In April 2009, the BWC again turned to CMS for a methodology to reimburse the ASC, whose fee schedule had not been updated since 2005. CMS publishes an Ambulatory Surgical Center Prospective Payment System (ASC PPS). BWC has adopted the published 2010 ASC PPS payment rate and reimburses 100 percent of the CMS rate, moving from the old ASC Group methodology.
- In developing the vocational rehabilitation provider fee schedule, the BWC could not turn to CMS for a methodology as the codes and reimbursement for these services are not part of the Medicare population. There are 77 codes that make up the vocational rehabilitation fee schedule, and each of these codes was reviewed using data from other workers’ compensation systems that provide vocational rehabilitation as part of their benefit plan. In 50 of the 77 codes, fee increases were recommended.
- The final fee schedule to undergo a complete revision is the Outpatient Hospital fee schedule.
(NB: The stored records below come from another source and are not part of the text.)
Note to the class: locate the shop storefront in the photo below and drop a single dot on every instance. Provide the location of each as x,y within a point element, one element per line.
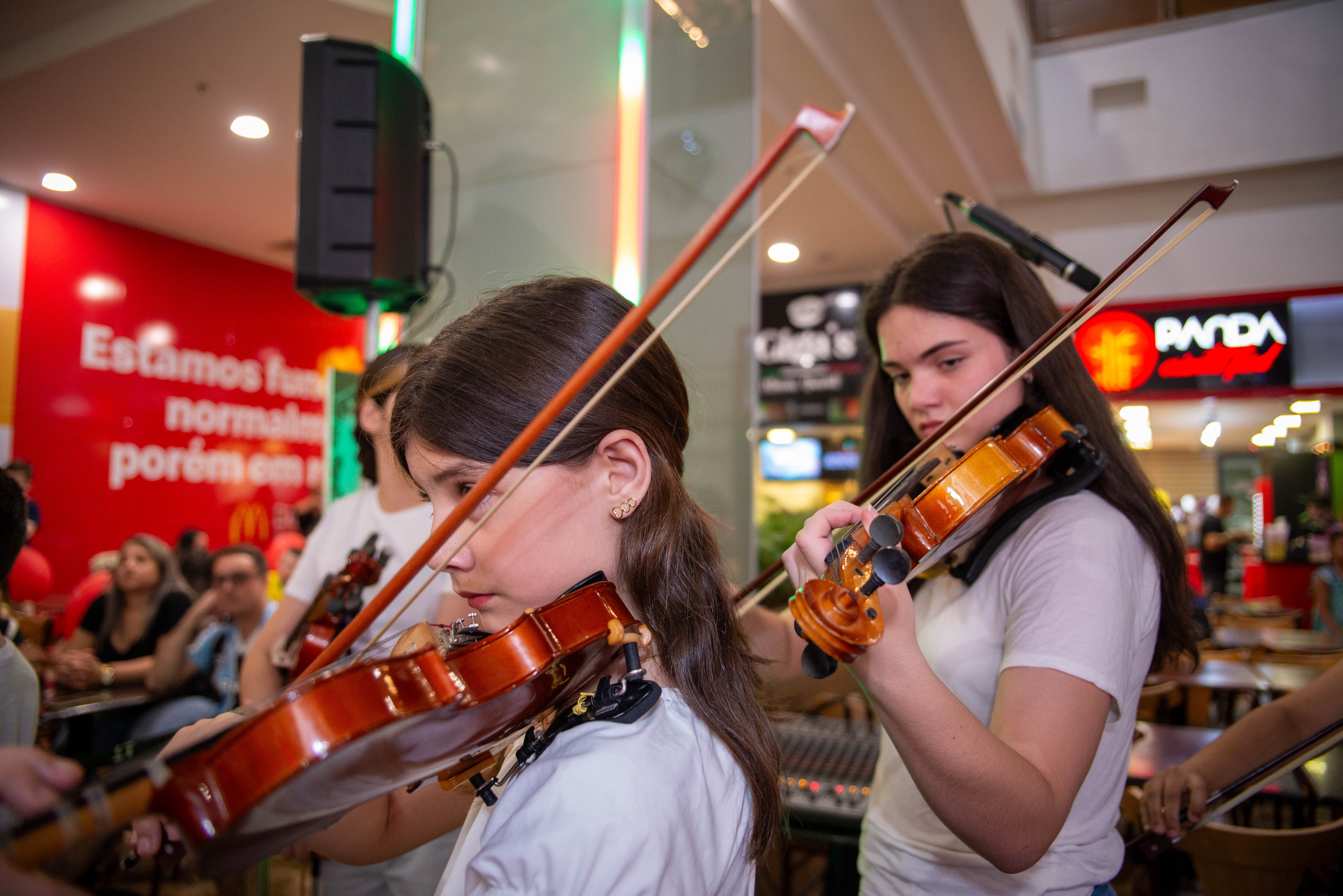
<point>1232,396</point>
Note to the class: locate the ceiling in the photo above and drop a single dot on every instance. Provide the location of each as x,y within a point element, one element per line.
<point>134,100</point>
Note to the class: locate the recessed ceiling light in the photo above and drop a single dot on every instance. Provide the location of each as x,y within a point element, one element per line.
<point>250,127</point>
<point>101,288</point>
<point>61,183</point>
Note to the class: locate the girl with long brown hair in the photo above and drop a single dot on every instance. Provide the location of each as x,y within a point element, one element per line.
<point>683,800</point>
<point>1009,702</point>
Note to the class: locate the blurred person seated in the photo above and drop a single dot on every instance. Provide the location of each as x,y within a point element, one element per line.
<point>119,635</point>
<point>194,559</point>
<point>31,782</point>
<point>211,641</point>
<point>21,472</point>
<point>1262,735</point>
<point>101,567</point>
<point>1328,590</point>
<point>1215,543</point>
<point>282,557</point>
<point>19,690</point>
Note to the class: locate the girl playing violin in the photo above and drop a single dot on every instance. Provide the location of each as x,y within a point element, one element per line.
<point>685,800</point>
<point>1009,705</point>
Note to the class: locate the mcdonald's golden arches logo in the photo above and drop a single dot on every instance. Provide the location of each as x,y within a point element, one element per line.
<point>249,523</point>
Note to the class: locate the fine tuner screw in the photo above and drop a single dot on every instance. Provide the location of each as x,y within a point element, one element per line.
<point>883,533</point>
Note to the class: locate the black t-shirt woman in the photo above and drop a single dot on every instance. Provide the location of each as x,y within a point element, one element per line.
<point>116,640</point>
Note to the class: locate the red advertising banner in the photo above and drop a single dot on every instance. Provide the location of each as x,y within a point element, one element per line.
<point>163,386</point>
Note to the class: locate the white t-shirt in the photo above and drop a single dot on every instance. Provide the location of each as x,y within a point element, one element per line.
<point>19,698</point>
<point>1078,590</point>
<point>344,527</point>
<point>655,806</point>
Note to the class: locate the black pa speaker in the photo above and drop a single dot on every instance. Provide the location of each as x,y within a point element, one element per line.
<point>363,179</point>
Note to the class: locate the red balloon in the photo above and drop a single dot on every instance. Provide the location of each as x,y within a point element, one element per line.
<point>30,579</point>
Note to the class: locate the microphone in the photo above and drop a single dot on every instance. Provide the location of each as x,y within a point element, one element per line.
<point>1028,245</point>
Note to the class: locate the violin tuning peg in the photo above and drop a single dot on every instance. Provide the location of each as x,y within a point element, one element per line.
<point>883,533</point>
<point>890,566</point>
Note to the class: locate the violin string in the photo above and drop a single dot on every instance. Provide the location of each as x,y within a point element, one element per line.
<point>1065,334</point>
<point>606,388</point>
The current reimbursement is a retrospective cost-plus ratio not to exceed 60 percent of billed charges, utilizing Ohio Medicare’s cost to charge ratios (CCR), which made estimating the cost of these services difficult, if not impossible.
The proposed fee schedule is to adopt a modified version of Medicare’s Outpatient Prospective Payment System (OPPS) and move from the retrospective cost-plus methodology. OPPS uses Ambulatory Payment Classifications (APCs) assigned to each CPT/HCPCS code, with a set predetermined payment amount. APCs are groups of clinically similar procedures or services with similar resource consumption.
OPPS also partially packages services so services, supplies and procedures are built into the reimbursement rate. BWC will use the OPPS rates times the BWC established payment adjustment factor, similar to the conversion rate in inpatient reimbursement, to set the modified OPPS reimbursement rate.
Why should employers care about these fee schedule changes?
The BWC has undertaken a huge revision of the process of setting fee schedules, moving from a retrospective payment methodology to a prospective payment methodology, which will promote equity and consistency on payments, encourage improved efficiencies of providing care and allow for some predictability of payments. To do this, they turned to the CMS, a branch of the government that provides the vast research and review necessary for all the different areas and types of fee schedules.
In addition, following the lawsuit by the Ohio Hospital Association, BWC is required to make changes to any fee schedule via the rulemaking process. This requires all fee schedules to be presented and approved by the BWC Board of Directors through a two-step reading process.